Monday, Nov. 01, 1982

Bloodied but Still Unbowed

Grieving Solidarity supporters stage a silent protest

At 9 a.m. the solemn procession moved out of the gates of the giant steel mill at Nowa Huta, an industrial city less than ten miles from Cracow, and began to make its way across railroad tracks and cinder heaps to a hill overlooking the foundry. Many workers in the column carried their soot-smudged vermilion hard hats under their arms. Others held bunches of chrysanthemums or evergreen wreaths bedecked with ribbons bearing bold messages like IT is BETTER TO DIE STANDING UP THAN LIVE ON YOUR

KNEES. Along the streets of Nowa Huta, riot squads were out in force, prepared to move in with tear gas and water cannons if fresh demonstrations began.

But the crowds did not challenge the police. For many the rage that had spilled out in three days of rioting the week before to protest the banning of the independent trade union Solidarity was spent. In its place they felt only grief.
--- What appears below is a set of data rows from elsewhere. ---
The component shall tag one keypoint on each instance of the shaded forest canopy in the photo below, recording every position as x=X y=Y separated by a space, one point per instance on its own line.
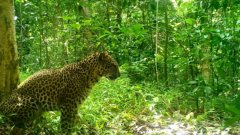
x=185 y=50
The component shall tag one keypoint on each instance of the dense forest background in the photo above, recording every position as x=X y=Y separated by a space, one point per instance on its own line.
x=175 y=56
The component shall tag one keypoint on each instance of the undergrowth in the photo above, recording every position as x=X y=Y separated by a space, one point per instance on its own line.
x=116 y=107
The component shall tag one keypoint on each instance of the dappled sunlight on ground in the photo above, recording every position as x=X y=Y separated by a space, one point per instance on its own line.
x=162 y=125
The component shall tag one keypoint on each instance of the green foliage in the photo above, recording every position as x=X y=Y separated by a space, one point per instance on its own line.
x=202 y=56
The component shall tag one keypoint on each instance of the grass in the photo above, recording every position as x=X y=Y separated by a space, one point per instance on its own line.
x=117 y=107
x=111 y=108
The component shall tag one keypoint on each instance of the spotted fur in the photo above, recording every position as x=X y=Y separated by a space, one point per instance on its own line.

What brought more than 10,000 of them together in a moving show of defiance was the funeral of Bogdan Wlosik, 20, a trainee electrician at the steel mill who had been shot in a scuffle with a plainclothesman. He was the 15th Pole known to have been killed since the imposition of martial law last December, and if Solidarity activists had no desire to confront the forces ranged against them in downtown Nowa Huta last week, they did use his burial rites to send a clear message to the military regime of General Wojciech Jaruzelski. Referring to imprisoned Leader Lech Walesa's refusal to cooperate with the government, a crudely printed sign outside the steel mill challenged workers with the reminder WALESA ENDURED, AND YOU?

At the slain youth's graveside they showed they were also not ready to give in. As Wlosik's wooden coffin was carried from the cemetery chapel, a couple unfurled the union's banner, symbolically splattered with red. Then mourners who had crammed between the gravestones raised their hands in victory signs. Workers, ranked shoulder to shoulder on the roof of a nearby building, picked up the salute, and even onlookers standing on a slag heap a quarter of a mile away joined in the silent gesture of protest. Said one mourner bitterly: "The only thing that is left to us now is the victory sign."

Solidarity organizers, however, read the mourners' show of defiance as a signal for the union to enter "a new phase of struggle." In a communique that reached Western newsmen in Warsaw Saturday, five underground leaders called for stepped up strikes and demonstrations, culminating in an "ultimate" nationwide walkout next spring. Charging that the regime was "deaf to the nation's needs," they urged workers to begin with a day-long work stoppage on Nov. 10, the second anniversary of Solidarity's registration in court. In Gdansk, Walesa's wife Danuta reported that her husband, who has always ruled out violent protest in the past, also approved of further demonstrations against the regime.

If union activists appear to have chosen a strategy of total confrontation with the government, Poland's military rulers are equally determined to meet any protests with an overwhelming show of might. The appeal from the underground was clearly a major gamble for Solidarity, since a poor response would seriously sap its influence among Polish workers.

Meanwhile, the exodus of Poles continues. American officials confirmed last week that Andrzej Treumann, the highest ranking Polish banker in the U.S., asked for political asylum during the summer. As North American representative for Poland's Bank Handlowy, Treumann helped negotiate the rescheduling of Warsaw's $27 billion debt to the West.

In a daring night flight across the Baltic Sea the day before the funeral in Nowa Huta, 15 adults and five children defected to Sweden in a single-engine biplane used for crop dusting. After taking off from a rural airport near the Baltic port city of Szczecin, the pilot managed to avoid detection by turning off his lights and flying at an altitude of about 300 ft. Explained the happy but exhausted Poles after a safe landing near the city of Malmo: "We are all Solidarity members. That is why we fled." Most others had no choice but to express their defiance quietly at home.